Of the 925 bats species worldwide, 44 bat species are in the United States. Most of the 18 species are in small colonies, roosting in trees, caves, crevices, bridges and cliffs. Five species are known to colonize in buildings. The two most common of these are the Brazilian free-tailed bat and the big brown bat.
Bats are ecologically beneficial, keeping the insect population down by feeding on night-flying beetles, moths, flies ants and other bugs. However, bats can often be a nuisance. Some bats can be found harboring in buildings. Besides the physical appearance of the bats themselves, these mammals bring with them parasites and bed bugs. They can also transmit disease, histoplasmosis or rabies, to humans. They also leave feces, known as guano, which has a pungent smell that attracts flies and other insects in large quantities.
To deodorize and eliminate odor from the guano, a pyrethrum fogging agent can be used. This agent will also help to rid the area of parasites and insects.

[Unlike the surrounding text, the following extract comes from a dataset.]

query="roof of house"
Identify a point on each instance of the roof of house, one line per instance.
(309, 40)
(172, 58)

Removing bat colonies from buildings can be difficult. All species of bats are protected under most state's laws, making it illegal to kill them. The ideal way of ridding a building of bats is to wait until the colony migrates. Once the bats have left, their entry holes should be sealed off, preventing them from returning. If the colony is not a maternity colony, the eves of a building can be sealed and bat doors can be placed over the entry holes. The bat doors allow the bats to leave but stops them from re-entering. Since bats can fit through small cracks and holes, the eves should be completely sealed.
If you would like to keep the bats in the area, bat houses can be placed on the outer wall of the harborage area near the entry holes. If available, place some of the “guano” inside the bat house prior to mounting it on the outer wall.